Example: How syslog-ng OSE calculates context-timeout
Consider the following two messages:
<38>1990-01-01T14:45:25 customhostname program6[1234]: program6 testmessage
<38>1990-01-01T14:46:25 customhostname program6[1234]: program6 testmessage
If the context-timeout is 10 seconds and syslog-ng OSE receives the messages within 1 sec, the timeout event will occour immediately, because the difference of the two timestamp (60 sec) is larger than the timeout value (10 sec).
-
Avoid using unnecessarily long timeout values on high-traffic systems, as storing the contexts for many messages can require considerable memory. For example, if two related messages usually arrive within seconds, it is not needed to set the timeout to several hours.

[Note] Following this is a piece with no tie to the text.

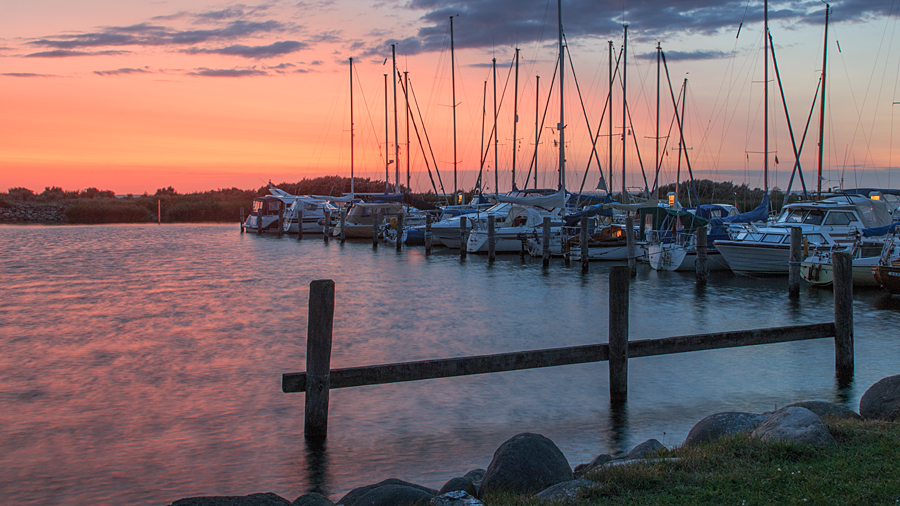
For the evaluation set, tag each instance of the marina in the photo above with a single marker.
(143, 363)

Example: Using message correlation
<rule xml:id="..." context-id="ssh-session" context-timeout="86400" context-scope="process">
<patterns>
<pattern>Accepted @ESTRING:usracct.authmethod: @for @ESTRING:usracct.username: @from @ESTRING:usracct.device: @port @ESTRING:: @@ANYSTRING:usracct.service@</pattern>
</patterns>
...
</rule>
For details on configuring message correlation, see the context-id, context-timeout, and context-scope attributes of pattern database rules.
When using the <value> element in pattern database rules together with message correlation, you can also refer to fields and values of earlier messages of the context by adding the @<distance-of-referenced-message-from-the-current> suffix to the macro. For example, if there are three log messages in a context, and you are creating a generated message for the third log message, the ${HOST}@1 expression refers to the host field of the current (third) message in the context, the ${HOST}@2 expression refers to the host field of the previous (second) message in the context, ${PID}@3 to the PID of the first message, and so on. For example, the following message can be created from SSH login/logout messages (for details on generating new messages, see Triggering actions for identified messages): An SSH session for ${SSH_USERNAME}@1 from ${SSH_CLIENT_ADDRESS}@2 closed. Session lasted from ${DATE}@2 to ${DATE}.
|
Caution:
When referencing an earlier message of the context, always enclose the field name between braces, for example, ${PID}@3. The reference will not work if you omit the braces. |
NOTE: To use a literal @ character in a template, use @@.
Example: Referencing values from an earlier message
The following action can be used to log the length of an SSH session (the time difference between a login and a logout message in the context):
<actions>
<action>
<message>
<values>
<value name="MESSAGE">An SSH session for ${SSH_USERNAME}@1 from ${SSH_CLIENT_ADDRESS}@2 closed. Session lasted from ${DATE}@2 to ${DATE} </value>
</values>
</message>
</action>
</actions>
If you do not know in which message of the context contains the information you need, you can use the grep, the context-lookup, or the context-values template functions.
Example: Using the grep template function
The following example selects the message of the context that has a username name-value pair with the root value, and returns the value of the auth_method name-value pair.
$(grep ("${username}" == "root") ${auth_method})
To perform calculations on fields that have numerical values, see Numerical operations.